Bringing this issue-based lesson to class increased the students’ interest in learning the water cycle, while providing them a meaningful connection to the content. I feel it opened up more opportunity to discuss relevant science applications in real world situations.

Something else I would like to mention and this is specifically directed toward Jessica. Today I attended a PD on Ubd that involved Living Environment Teachers and Earth Science Teachers. The Living Environment teachers were discussing the food web and ecology. They planned on using The Lion King as an example. They were going to use the opening scene and the scene below. It might help, it might not




Bryant, E. (2014). Keep cow manure out of New York’s water. Democrat & Chronicle.  Retrieved from

NSTA. (2010). Teaching Science and Technology in the Context of Societal and Personal Issues. Retrieved from


3 thoughts on “Science & Technology with a little Circle of Life for Jess”

  1. I love your use of this issue. I think that teaching issues-based science as much as possible is key. It increases scientific literacy, allows learners to see that science goes far beyond the classroom, and shows learners that often there is not one right answer.

  2. That Lion King clip is SO perfect to introduce ecology. You’ll be disappoint when you hear this, but things changed drastically for my IU last week and now I’m not even doing Ecology. I’ve joined the ranks of Evolution but will pass this along to my CT, and I’m sure Ryan would benefit from this. I would have never thought to look to Disney for such a great, simple, insightful explanation of Ecology. I knew there was a reason I always loved Mustafa!! =)

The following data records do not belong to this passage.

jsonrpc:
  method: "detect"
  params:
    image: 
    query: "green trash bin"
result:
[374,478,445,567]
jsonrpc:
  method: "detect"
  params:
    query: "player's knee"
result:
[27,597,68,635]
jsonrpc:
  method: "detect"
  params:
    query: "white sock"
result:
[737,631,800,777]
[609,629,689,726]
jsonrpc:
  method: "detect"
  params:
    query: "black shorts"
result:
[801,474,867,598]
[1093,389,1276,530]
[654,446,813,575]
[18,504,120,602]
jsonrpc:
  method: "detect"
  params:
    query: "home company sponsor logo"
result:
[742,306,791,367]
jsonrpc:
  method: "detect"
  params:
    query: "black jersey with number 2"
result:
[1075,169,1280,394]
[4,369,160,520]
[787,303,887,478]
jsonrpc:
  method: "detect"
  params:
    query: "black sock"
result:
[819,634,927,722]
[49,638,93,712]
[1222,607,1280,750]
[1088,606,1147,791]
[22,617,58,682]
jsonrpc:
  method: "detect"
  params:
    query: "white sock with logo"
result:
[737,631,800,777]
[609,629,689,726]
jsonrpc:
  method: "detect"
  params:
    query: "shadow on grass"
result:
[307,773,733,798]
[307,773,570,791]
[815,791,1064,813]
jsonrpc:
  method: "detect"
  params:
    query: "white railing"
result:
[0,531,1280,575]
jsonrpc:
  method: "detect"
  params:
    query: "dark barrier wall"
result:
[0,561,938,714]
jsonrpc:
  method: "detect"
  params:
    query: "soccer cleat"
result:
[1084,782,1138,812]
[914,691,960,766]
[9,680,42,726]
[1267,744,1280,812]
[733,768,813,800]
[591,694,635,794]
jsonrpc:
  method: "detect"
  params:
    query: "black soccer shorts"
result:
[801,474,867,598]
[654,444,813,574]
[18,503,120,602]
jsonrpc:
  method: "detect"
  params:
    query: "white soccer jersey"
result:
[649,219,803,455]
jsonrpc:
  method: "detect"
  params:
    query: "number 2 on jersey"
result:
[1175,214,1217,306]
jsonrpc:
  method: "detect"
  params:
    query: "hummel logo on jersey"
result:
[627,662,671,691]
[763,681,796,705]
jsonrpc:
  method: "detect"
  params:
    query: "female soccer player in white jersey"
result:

  3. Here is some important info on dairy farming in NYS from this site:

    Agriculture is an impressive industry in New York State, and while farmers may be less than one percent of the population, their contributions are everywhere.

    The dairy industry is New York’s leading agricultural sector with more than 5,000 family farms milking more than 600,000 cows. Each one of those cows produces on average 21,000 pounds (or 2,436 gallons) of milk each year. When you add all that up, it becomes nearly 13 billion pounds (or 1.5 billion gallons) of milk produced annually in New York State.

    When farmers sell that milk, it turns into more than $2.5 billion worth of revenue coming from rural, mostly upstate communities throughout New York State. The top milk producing counties in New York are Wyoming, Cayuga and St. Lawrence.

    New York is ranked fourth in milk production nationally, represents approximately seven percent of the nation’s total milk supply.